The defiantly un-dancey Earth Song is – surprisingly – much more successful, with its daft, drop-to-knees moralising nutty enough to offer an amusing performance piece to accompany a fantastic pop tune.
The duets are great party pieces. The rabbit vs. Jacko jive of Speed Demon is unfailingly fun, as is the crotch-grabbing, chest-rubbing raunchiness of In The Closet – possibly one to avoid trying out with your gran over Christmas. Especially if you're Katie Waissel.
Outside of the game there's not a great deal else. Training videos can be unlocked in which a trio of dance instructors walk you through moves specific to classic Jacko vids. Useful-ish, but not interactive and stuff you could probably find on YouTube.
And, in a move that defies logic, you can't unlock videos showing you how to perform complex dance moves until you've, er, earned enough stars through performing them in-game.
Unlike Just Dance 2, there's no link to an online store, so no scope for expanding the collection of MJ tunes here. And it should be noted that the game's retail price is higher than either of the Just Dance games, with 18 fewer songs than the second.
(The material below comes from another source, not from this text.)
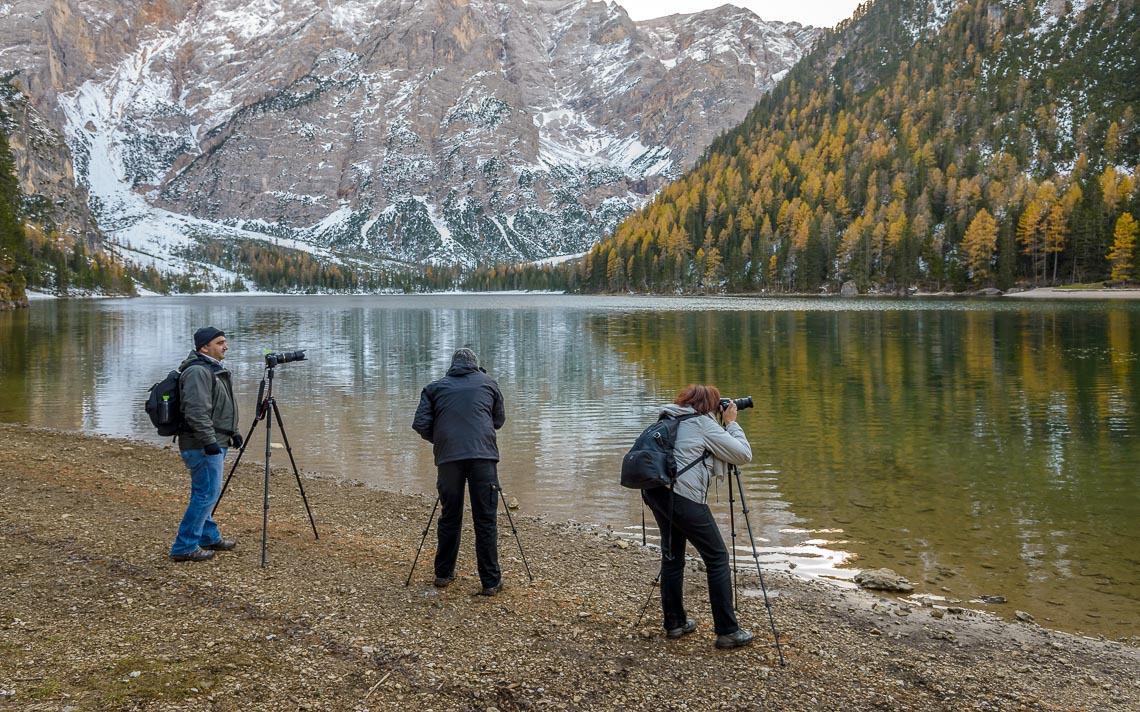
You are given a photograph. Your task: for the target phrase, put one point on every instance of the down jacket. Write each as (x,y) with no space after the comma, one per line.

Ubisoft might argue that the licensing costs for original Jacko records are higher overall, which I'm sure they are. But you're still paying more for fewer features and less content. Having said that – and this applies to all artist-specific music games – if you are a serious fan you'll probably love more of the songs than are featured on general compilations.
And really, if Michael Jackson: The Experience isn't for fans, then who is it for? You could spend a long, joyless day skewering the game for its technical limitations and inadequacies. And while you're doing that, I'll be flailing drunkenly in a four-man dance troupe doing zombie moves in a pretend graveyard. And loving every moment of it.
At the Children's BAFTAs on Sunday, four awards were dished out in the Kids' Vote category – the only ones voted for by the public. And what was the kids' favourite videogame, in a line-up featuring the likes of New Super Mario Bros. and LEGO Harry Potter? Just Dance.
Yes, Ubisoft could have done an awful lot more to pad out the product with archive material and so on, but what matters ultimately is whether it's fun to play.
And on that score, two decades after my first virtual encounter, he may no longer be a system-seller, but Jacko's still got all the right moves.